By the Roots

Old Crow Medicine Show extracts the sound of classic American music

Ketch Secor may possess the raw, weathered voice of a moonshine-addled Carolina cropsharer, but, in fact, the 29-year-old is an Ithaca College grad whose adoration of American roots music goes beyond the academic, bordering on the priestly.

Nonetheless, his raucous band Old Crow Medicine Show is a favorite among diverse groups of music fans--from traditional folkies to indie-rockers, from old-school punkers to the gentrified listeners of Prairie Home Companion. Much like his musical heroes of the 1920s, Secor and his bandmates weave their way through different social orders, equally at home in a piss-stained downtown dive bar and an outdoor festival overflowing with wine-sipping yuppies.

"I like this idea of music providing a body of evidence that confirms an older and truer form of manner and behavior," he says, speaking to the notion of authenticity in music. "The old social order of the past has been pushed aside for the social order of the self. There was a role for musicians provided by the audience that just isn't around today."

Indeed, there's a lot that isn't around today, including the kind of boisterous old-time string band music that Secor and Co. produce. Old Crow Medicine Show's most recent album, 2006's Big Iron World, offers some of the ancient alchemy that once defined much of the nation's vast musical catalog: bluegrass, gospel, blues, country, zydeco. These elements provide the core of OCMS, which is, when you boil it all down, a metallic and towering musical structure of its own. For the last 15 months, the band toured the country before plunking down in a California studio to work on a third album. These guys have played everywhere but the deep Southwest areas of Phoenix, Tucson and Las Vegas, making these few dates the end of a kind of line.

"We can hear the steady squeal of brakes," says Secor. "We're slowing down now with the great big Western sky before us, and we're excited to perform."

The band plays everything from startling originals like the Vietnam narrative of "Big Time in the Jungle" to traditional fiddle-and-banjo tunes like "Tear It Down" to rewritten Bob Dylan fragments like "Wagon Wheel" (which takes its chorus from a song written for the film Pat Garrett and Billy the Kid). Which isn't to say that Secor doesn't watch what's happening in music today. Sure, he has a CD player, but don't ask him if he needs an iPod--he'd prefer a Victrola for Christmas, actually.

"Whatever it is, music has a way of making a mark on people," Secor insists. "And there's music for every man, woman and child. I like the music that leaves a mark all the way through your body. Some people have found a way to do it via iTunes, but I do what I do because I carry music around in my heart. I'm not responsible for it, and it's not mine. We have a different kind of relationship with our audience. It's a lot of fun to love a band that loves what it does and isn't afraid to show you that love."

OCMS' love of traditional music is expressed in its wide-ranging choice of material and the band members' own impeccable songwriting.

"There's still stuff I'm saving for a rainy day," Secor reveals of his own songwriting process. "If we decided not to play a song we've written, it will probably come up in the house mix. That's when you'll hear many songs that were somehow deemed unfit."

OCMS collectively draw heavily from the influence of the greatest songwriters in the history of American music. In other words, OCMS keeps good company with people like Woody Guthrie, Leadbelly, Bob Dylan, Neil Young and a whole lot of older performers who you've never heard of, yet remain idols to Secor.

"Some of the music of the '20s contains the most excitement," he observes. "It's just really rocking and mysterious. These ideas that are so heavy in indie-rock today were around for black musicians and hillbillies in yesterday's music. It used to be the blues didn't distinguish between color, or black and white. It was just powerful music."

When you see OCMS play live, you'll notice the band's diverse audience; the music appeals to many different generations and different crowds. You'll find yourself asking, "Why are there no more lush harmonies involving male voices on the radio anymore?"

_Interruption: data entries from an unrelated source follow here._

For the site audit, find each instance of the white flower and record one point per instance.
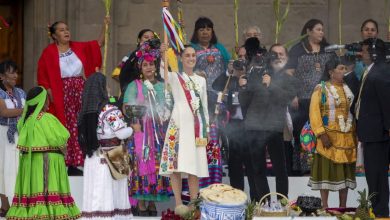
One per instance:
(345, 126)
(149, 85)
(195, 104)
(335, 95)
(348, 94)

"Today's country-music voices sound digitized for the new era--you know, to fit in with the other appliances," says Secor. "You'll hear us and remember that the biggest record 30 years ago was by Crosby, Stills and Nash. Today, everything is in the way of a band that sounds like CS&N. Look at black music, too: It's only about playing to the masses now, which is the most important thing going in American music. To see a popular art form reduced to what it is now is sad. It's not nearly as exciting as it once was."

Of course, today's pop music will still be around 30 years from now, if only to sell cars, bras and aftershave.

"A song is very valuable," Secor suggests. "It doesn't have to be good--that's how important it is. Anything any of today's artists have done is a pale shadow of what was done better by others who have come before. Pop culture continues to distort everything. Elvis was maybe the only one who arrived at a time when an audience was ready for something different. Now, music is something you point and click at on the computer."

Living in the South has been good for a Northerner like Secor. The South is where a lot of his band's music comes from and, as he notes, it's good to be in a place that reminds you of what inspired so much of the old-time music.

"To experience that makes it easier to perform songs about the downtrodden and people who rely on the weather to feed their animals," he says. "It's good to be in a place that reminds you of why you play."